Now comes science writer Joshua Foer - a formerly absent-minded young man who became the 2006 U.S. memory champion - to argue that in exchange for scientific progress, we may have traded away our most valuable human resource. Can you name the 44 American presidents? Can you list the capitals of all 50 states? Chances are you can't. And yet if you can read this review, your brain may have the capacity to recall 50,000 digits of pi, permanently commit to memory 96 historical facts in the course of five minutes, maybe even memorize every line of Yeats's mammoth poem "The Wanderings of Oisin."
"Anyone could do it, really," says the reigning world memory champion, Ben Pridmore. More likely, if you are like the rest of us, you will spend - according to Foer - a staggering average of 40 days a year making up for everything you've forgotten.
Foer, who was born in Washington, is the brother of former New Republic editor Franklin Foer and novelist Jonathan Safran Foer.
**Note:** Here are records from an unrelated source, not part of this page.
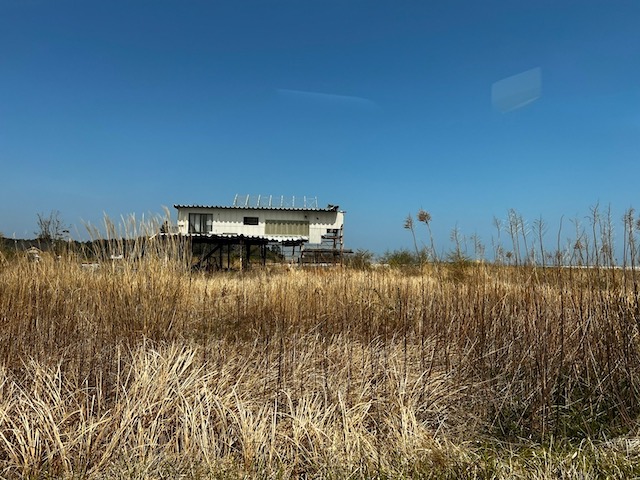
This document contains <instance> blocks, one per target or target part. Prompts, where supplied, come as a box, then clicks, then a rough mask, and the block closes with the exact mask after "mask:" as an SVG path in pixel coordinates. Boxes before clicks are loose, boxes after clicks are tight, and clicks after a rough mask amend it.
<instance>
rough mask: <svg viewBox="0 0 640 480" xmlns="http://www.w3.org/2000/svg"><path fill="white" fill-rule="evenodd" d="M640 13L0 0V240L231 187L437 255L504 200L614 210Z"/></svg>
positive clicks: (514, 208) (628, 191)
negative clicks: (410, 218) (45, 226)
mask: <svg viewBox="0 0 640 480" xmlns="http://www.w3.org/2000/svg"><path fill="white" fill-rule="evenodd" d="M639 23H640V3H639V2H637V1H619V2H615V3H614V2H602V1H591V0H586V1H553V2H552V1H546V0H536V1H526V2H514V1H487V2H475V1H456V0H453V1H446V2H439V3H435V2H417V1H415V2H393V1H384V2H380V1H355V0H353V1H352V0H340V1H311V0H309V1H306V0H297V1H285V0H273V1H271V0H264V1H189V2H178V1H167V0H159V1H137V0H130V1H127V2H124V1H123V2H121V1H112V2H97V1H66V0H58V1H55V2H51V1H40V0H0V166H1V169H2V170H1V172H2V176H1V177H0V178H1V187H0V232H2V233H3V234H4V235H5V236H12V235H14V234H15V235H16V236H17V237H31V236H33V232H34V231H35V230H36V214H37V213H48V212H50V211H51V210H59V211H60V212H61V216H62V218H63V219H64V221H65V222H66V223H68V224H71V225H73V229H72V230H74V231H75V230H76V229H77V230H78V231H79V234H80V235H82V232H83V227H82V225H83V222H91V223H98V222H100V220H101V218H102V215H103V212H104V213H106V214H108V215H109V216H111V217H112V218H116V219H117V218H119V217H120V216H121V215H128V214H131V213H134V214H136V215H137V216H138V217H140V216H141V215H143V214H144V215H148V214H153V213H161V212H162V208H161V207H162V206H163V205H165V206H169V207H171V206H172V205H173V204H174V203H202V204H229V203H230V202H232V201H233V197H234V195H235V194H236V193H239V194H253V195H257V194H273V195H285V196H289V197H290V196H293V195H296V196H302V195H307V196H317V197H318V201H319V203H320V204H321V205H324V204H327V203H332V204H339V205H340V206H341V207H342V208H344V209H345V210H346V211H347V214H346V225H345V227H346V232H345V233H346V238H347V246H349V247H352V248H367V249H370V250H373V251H375V252H377V253H381V252H383V251H385V250H386V249H395V248H400V247H405V246H410V245H411V238H410V235H409V234H408V232H406V231H405V230H403V228H402V224H403V221H404V218H405V217H406V215H407V214H409V213H415V212H416V211H417V210H418V209H419V208H424V209H426V210H428V211H429V212H430V213H431V215H432V217H433V221H432V227H433V229H434V232H435V233H436V243H437V244H438V245H439V246H440V248H445V247H446V246H447V243H448V241H447V239H448V236H449V232H450V230H451V229H452V228H453V227H455V226H456V225H457V226H458V227H459V229H460V230H461V232H463V233H465V234H467V235H471V234H474V233H476V234H478V235H479V236H480V237H481V238H482V239H483V240H484V241H485V243H487V244H489V243H490V241H491V235H495V229H494V228H493V226H492V220H493V218H494V217H498V218H506V216H507V211H508V209H511V208H513V209H516V210H517V211H519V212H520V213H521V214H522V215H523V217H525V218H526V219H528V220H530V221H533V220H534V219H536V218H538V217H540V216H542V217H543V218H544V219H545V220H546V221H547V223H548V224H549V225H550V230H552V229H553V227H554V225H555V224H556V223H557V222H558V221H559V219H560V217H561V216H563V215H564V216H565V218H566V217H569V218H571V217H580V218H581V217H584V216H585V215H587V214H588V212H589V207H590V206H592V205H594V204H595V203H596V202H599V203H600V205H602V206H607V205H611V207H612V209H613V212H614V219H616V220H617V219H618V218H619V217H620V216H621V215H622V212H623V211H624V209H626V208H628V207H630V206H634V205H635V206H637V207H640V202H638V195H637V192H638V188H637V187H638V179H639V173H640V166H639V165H640V164H639V160H640V155H639V154H640V29H639V28H638V27H637V26H638V24H639ZM526 72H529V74H527V73H526ZM532 72H533V73H532ZM518 75H520V76H519V77H518ZM522 75H524V77H522ZM505 82H506V83H505ZM509 82H511V83H509ZM505 85H506V86H505ZM496 88H498V95H500V93H501V92H500V88H504V89H506V90H505V91H503V92H502V93H503V94H504V95H506V97H505V98H506V99H505V98H502V99H501V100H500V99H498V100H496V98H495V94H496V90H495V89H496ZM509 88H511V89H512V90H513V89H514V88H515V97H513V96H512V97H509V95H507V94H508V93H511V94H513V93H514V92H513V91H511V92H509V91H508V90H509ZM492 95H493V97H492ZM504 95H503V96H504ZM518 95H520V96H521V97H522V96H524V98H525V100H526V101H525V102H520V101H519V100H517V99H516V100H513V98H516V97H518ZM512 100H513V102H512V105H511V106H512V107H513V108H504V102H505V101H506V102H507V105H510V104H509V102H510V101H512ZM500 101H502V102H503V103H500ZM522 103H526V104H524V105H521V104H522ZM550 235H551V236H552V237H555V232H553V233H551V234H550Z"/></svg>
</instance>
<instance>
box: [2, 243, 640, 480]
mask: <svg viewBox="0 0 640 480" xmlns="http://www.w3.org/2000/svg"><path fill="white" fill-rule="evenodd" d="M172 248H173V247H172ZM144 253H145V254H144V256H142V255H135V256H133V257H134V258H136V260H135V261H130V262H129V261H123V262H111V263H110V262H103V263H102V264H101V265H100V267H99V268H95V269H93V268H92V269H87V268H83V267H82V265H81V262H80V261H78V260H77V258H75V257H73V256H71V255H70V256H63V257H62V258H61V259H54V258H53V257H46V256H45V257H44V258H43V259H42V260H41V261H40V262H28V261H26V260H25V259H15V260H14V261H10V262H5V263H3V264H2V265H0V322H2V323H1V324H2V328H1V329H0V365H1V369H0V474H2V475H3V476H5V477H19V476H30V477H76V478H77V477H87V478H101V477H121V478H125V477H126V478H131V477H134V478H149V477H159V476H165V477H170V476H178V475H186V476H191V477H196V478H198V477H207V478H208V477H215V476H220V477H230V476H231V477H233V476H238V477H240V476H254V477H272V476H280V477H282V478H293V477H296V478H299V477H302V476H304V477H323V478H324V477H335V478H338V477H339V478H342V477H354V478H370V477H398V476H404V477H412V476H429V475H431V476H433V477H436V478H447V477H448V478H453V477H465V476H466V477H475V476H485V477H492V476H493V477H505V478H506V477H508V478H527V477H529V478H533V477H532V476H533V475H535V476H539V477H546V478H556V477H557V474H558V472H565V473H566V472H569V473H567V475H573V474H575V475H591V474H594V475H595V474H596V473H597V472H600V471H603V470H602V469H609V470H606V471H607V472H609V473H610V474H611V476H614V477H615V476H624V475H629V474H634V472H635V474H638V473H639V472H638V471H637V467H635V465H637V462H634V460H633V459H634V458H636V457H635V456H634V455H636V456H637V453H638V451H639V450H638V448H637V446H636V444H635V443H634V442H633V438H634V435H635V434H636V430H637V426H638V423H637V417H638V413H639V407H638V405H640V390H639V387H640V380H639V379H640V375H639V374H640V371H639V366H640V362H639V358H638V341H637V335H638V321H637V319H638V303H637V300H636V296H635V293H634V289H632V288H629V285H631V284H632V282H631V281H630V279H628V278H625V275H627V273H626V272H616V271H614V270H610V269H592V270H586V269H584V270H580V269H560V268H557V269H548V268H547V269H540V268H535V267H517V268H515V267H493V266H488V265H483V264H477V265H468V264H464V265H450V266H447V265H437V266H435V267H434V266H425V267H424V269H423V271H422V272H420V273H419V274H415V275H406V274H404V273H403V272H401V271H396V270H383V271H354V270H348V269H343V270H340V269H334V270H327V271H298V270H294V271H291V272H286V273H284V272H280V273H278V272H269V271H265V270H259V271H254V272H250V273H247V272H245V273H244V274H222V275H217V276H205V275H200V274H192V273H190V272H188V271H185V269H183V268H182V267H181V264H180V263H176V262H173V261H171V260H169V259H168V258H169V255H166V252H164V251H163V250H162V248H158V249H155V250H154V248H153V247H150V246H146V247H145V250H144ZM558 439H562V441H561V442H560V444H561V445H563V447H562V448H551V447H549V445H553V442H554V441H555V442H556V445H557V444H558V443H557V442H558ZM603 439H604V440H606V442H605V441H604V440H603ZM601 440H602V441H601ZM625 442H626V443H625ZM531 445H537V446H538V449H537V450H535V451H534V452H533V453H532V454H528V453H527V452H528V451H529V450H527V449H531V448H533V447H531ZM567 445H568V446H569V447H567ZM572 445H578V447H576V449H573V450H572V448H573V447H571V446H572ZM576 458H577V459H578V460H580V461H581V462H582V463H581V464H579V465H578V464H576V463H575V461H574V460H575V459H576ZM634 469H635V470H634ZM571 472H573V473H571Z"/></svg>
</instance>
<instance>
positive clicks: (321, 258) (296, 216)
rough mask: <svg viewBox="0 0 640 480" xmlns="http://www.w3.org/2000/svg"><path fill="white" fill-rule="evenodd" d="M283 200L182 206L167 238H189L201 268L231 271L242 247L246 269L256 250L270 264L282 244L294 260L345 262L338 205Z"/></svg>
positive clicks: (281, 245)
mask: <svg viewBox="0 0 640 480" xmlns="http://www.w3.org/2000/svg"><path fill="white" fill-rule="evenodd" d="M278 199H279V201H274V199H273V197H271V196H270V197H257V199H255V198H254V199H251V198H250V197H249V196H246V197H241V199H240V200H239V199H238V196H236V199H235V200H234V203H233V205H230V206H229V205H185V204H177V205H174V208H176V209H177V211H178V223H177V226H175V227H173V228H165V231H164V232H162V235H179V236H180V237H184V238H186V239H188V240H189V241H190V243H191V245H192V249H193V252H194V253H196V254H197V255H196V257H197V260H198V262H197V264H196V266H197V267H203V268H231V264H232V262H231V254H232V251H233V250H234V248H235V249H236V250H237V249H238V247H240V250H241V251H242V255H241V256H242V262H241V265H242V266H243V267H247V266H249V265H250V263H251V256H252V254H255V253H256V251H258V252H259V254H260V259H261V263H262V264H265V263H266V259H267V249H268V248H269V246H276V245H277V246H278V247H279V248H278V251H279V253H280V254H281V255H283V256H284V257H286V258H287V259H288V260H289V261H295V262H307V263H316V262H322V263H340V262H341V261H342V256H343V254H344V245H343V231H344V213H345V212H344V211H341V210H340V209H339V207H338V206H337V205H327V207H325V208H318V207H317V201H315V199H313V200H312V201H307V199H306V198H304V197H303V201H302V202H299V203H302V205H298V206H297V205H295V202H290V203H285V202H284V199H283V198H282V197H278ZM225 247H226V249H225ZM225 250H226V255H225ZM225 257H226V262H225ZM225 264H226V265H225Z"/></svg>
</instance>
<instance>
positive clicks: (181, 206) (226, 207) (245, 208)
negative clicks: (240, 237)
mask: <svg viewBox="0 0 640 480" xmlns="http://www.w3.org/2000/svg"><path fill="white" fill-rule="evenodd" d="M173 208H176V209H178V210H180V209H182V208H202V209H205V208H208V209H219V210H288V211H298V212H301V211H304V212H337V211H338V209H339V208H340V207H338V205H327V208H303V207H258V206H255V207H251V206H246V207H245V206H229V205H180V204H178V205H174V206H173Z"/></svg>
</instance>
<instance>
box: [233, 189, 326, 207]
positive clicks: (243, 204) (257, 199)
mask: <svg viewBox="0 0 640 480" xmlns="http://www.w3.org/2000/svg"><path fill="white" fill-rule="evenodd" d="M267 198H268V200H267ZM233 206H234V207H244V208H311V209H313V208H318V197H315V196H306V195H303V196H302V197H298V204H297V205H296V197H295V195H293V196H291V201H290V202H289V201H288V200H287V199H285V196H284V195H280V201H279V202H278V198H277V197H276V198H274V196H273V195H239V194H237V193H236V195H235V196H234V197H233Z"/></svg>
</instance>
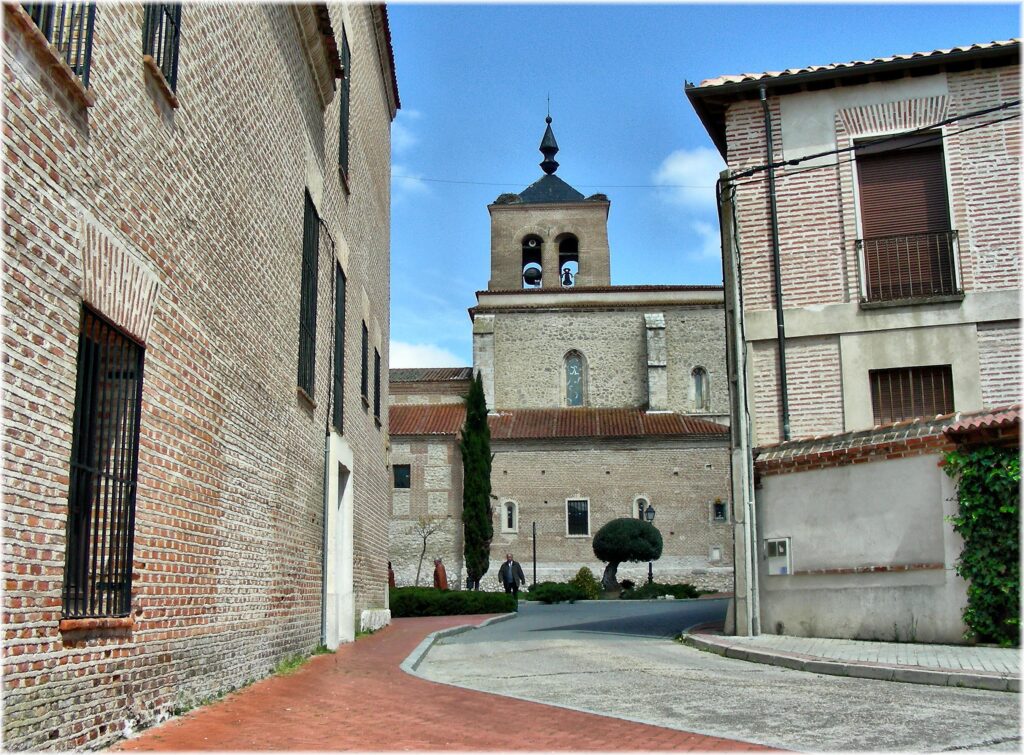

He chanced upon the U.S. Memory Championships in Manhattan in 2005 while doing research for a story about Pridmore. "The scene I stumbled on," he writes, "was something less than a class of titans: a bunch of guys (and a few ladies), widely varying in both age and hygienic upkeep, poring over pages of random numbers and long lists of words." One year later, after grueling months of training, Foer won that competition by memorizing a set of 52 cards in one minute and 40 seconds, breaking the American record. But the book that he offers us is far more than a personal chronicle of that triumph.
Devalued though human memory has become, it is what makes us who we are. Our memories, Foer tells us, are the seat of civilization, the bedrock of wisdom, the wellspring of creativity. His passionate and deeply engrossing book, "Moonwalking With Einstein," means to persuade us that we shouldn't surrender them to integrated circuits so easily. It is a resounding tribute to the muscularity of the mind.
In the course of "Moonwalking," we learn that our brains are no larger nor more sophisticated than our ancestors' were 30,000 years ago. If a Stone Age baby were adopted by 21st-century parents, "the child would likely grow up indistinguishable from his or her peers." The blank slate of memory hasn't changed one bit, except that we've lost the incentive to use it to store large amounts of information. As one of Foer's fellow mental athletes puts it, in the course of ordinary modern life, "we actually do anti-Olympic training . . . the equivalent of sitting someone down to train for the Olympics and making sure he drinks ten cans of beer a day, smokes fifty cigarettes . . . and spends the rest of the time watching television."
Foer introduces us to memory prodigies such as the young journalist S, who irked his employer because he took no notes but could memorize 70 digits at a time, reciting them forward and backward after one hearing. He could replicate complex formulas, although he didn't know math; was able to repeat Italian poetry, though he spoke no Italian; and, most remarkable of all, his memories never seemed to degrade.